Hawaii prisons nearly ran out of food for inmates in May and are now asking for an exemption to state procurement rules to speed up purchases.
"Tension among the inmate population because of inadequate meals is rising to levels that may result in serious inmate disturbances, if not immediately addressed," the Department of Public Safety wrote in a May filing with the state Procurement Office.
The problem arose when some of the state’s solicitations for groceries and meat failed to draw enough bidders.
"The problem is we didn’t get bidders on a number of items," said Tommy Johnson, deputy director for corrections. "Being a 24/7 operation, we face a big challenge because we have to provide three meals a day."
The situation, which has been partially resolved, raises questions about a new law aimed at increasing state purchases of local agricultural products. The law may have been a factor when correctional facilities, which house 6,000 prisoners, ran dangerously low of food last month.
Act 175, which took effect last year, requires state agencies to gather competitive bids before buying food and other fresh agricultural products. The intent of the law, which also created a 15 percent preference to locally grown products in the bidding process, was to support local growers.
The prisons’ request for a procurement exemption was withdrawn June 1 after the Procurement Office told the agency the request was too broad. Johnson said the prisons were recently able to secure vendors for certain meat items. However, an exemption is still needed so contracts for certain grocery items can be awarded.
Department of Public Safety management practices may have contributed to the problem, said Aaron Fujioka, state Procurement Office administrator.
"Frozen meat and rice are very (competitive)—you should never run out of those," he said.
The new procurement law may have affected the Department of Public Safety’s ability to procure fresh produce, Fujioka added.
The new law, which was intended to help local farmers, could actually be hurting them. When state agencies were not required to conduct competitive bidding for agricultural products, they could choose to purchase all their food from local companies without considering mainland bids.
The new law draws more mainland competition. Also, competitive procurement could hurt local farmers who are unwilling or unable to participate in state procurement processes.
Dean Okimoto, owner of Nalo Farms and former Hawaii Farm Bureau president, said Act 175 may have been premature. The bureau and the state Department of Agriculture pushed for the change hoping farmers would form co-ops to seek large state contracts.
That hasn’t happened, Okimoto said. Meanwhile, some state agencies are having difficulty securing food.
"I’ve heard about some of the problems getting enough food from local farmers," Okimoto said. "I know it’s a problem."

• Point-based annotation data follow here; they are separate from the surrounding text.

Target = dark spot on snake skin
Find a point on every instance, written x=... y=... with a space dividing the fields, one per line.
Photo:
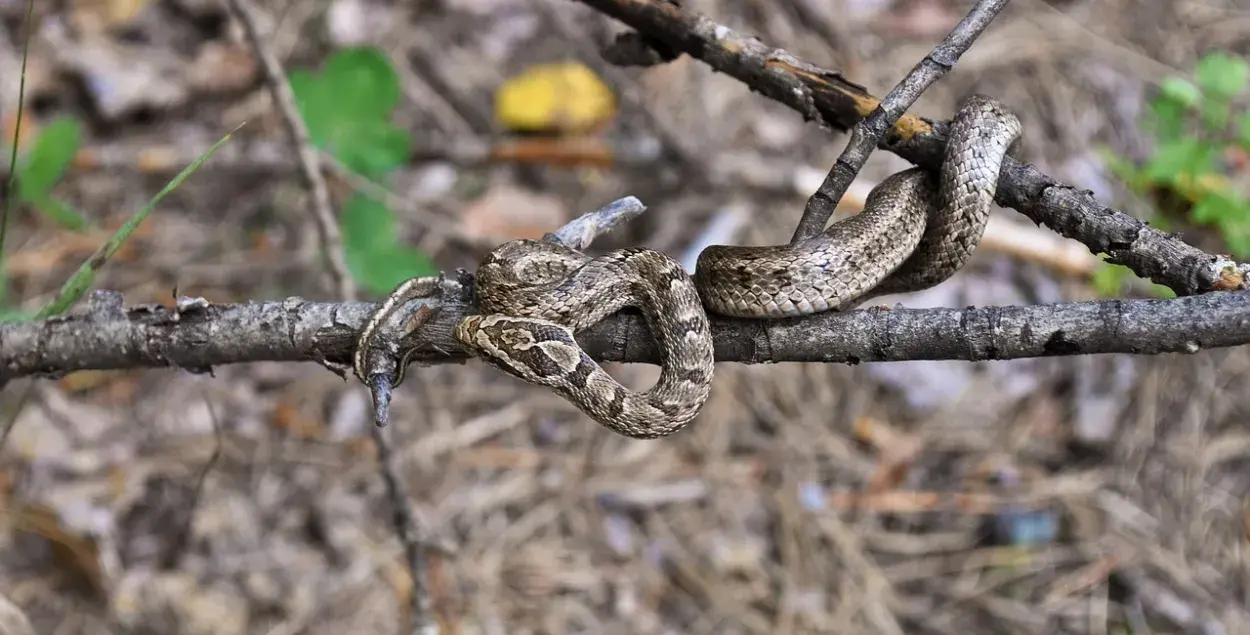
x=536 y=360
x=668 y=409
x=694 y=375
x=580 y=376
x=618 y=404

Local growers should be able to meet much of the fresh food needs of agencies such as state prisons, Okimoto said. However, Act 175 may need changing to make that connection stronger, he said.
The Department of Public Safety’s Johnson said the agency did all it could to award contracts in a timely manner. The warning of food shortages and prisoner unrest were precautionary and aimed at alerting the state Procurement Office to the danger of running out of food, he said.
"I don’t think it was overstated," Johnson said. "I think we were trying to convey the importance of the issues at hand."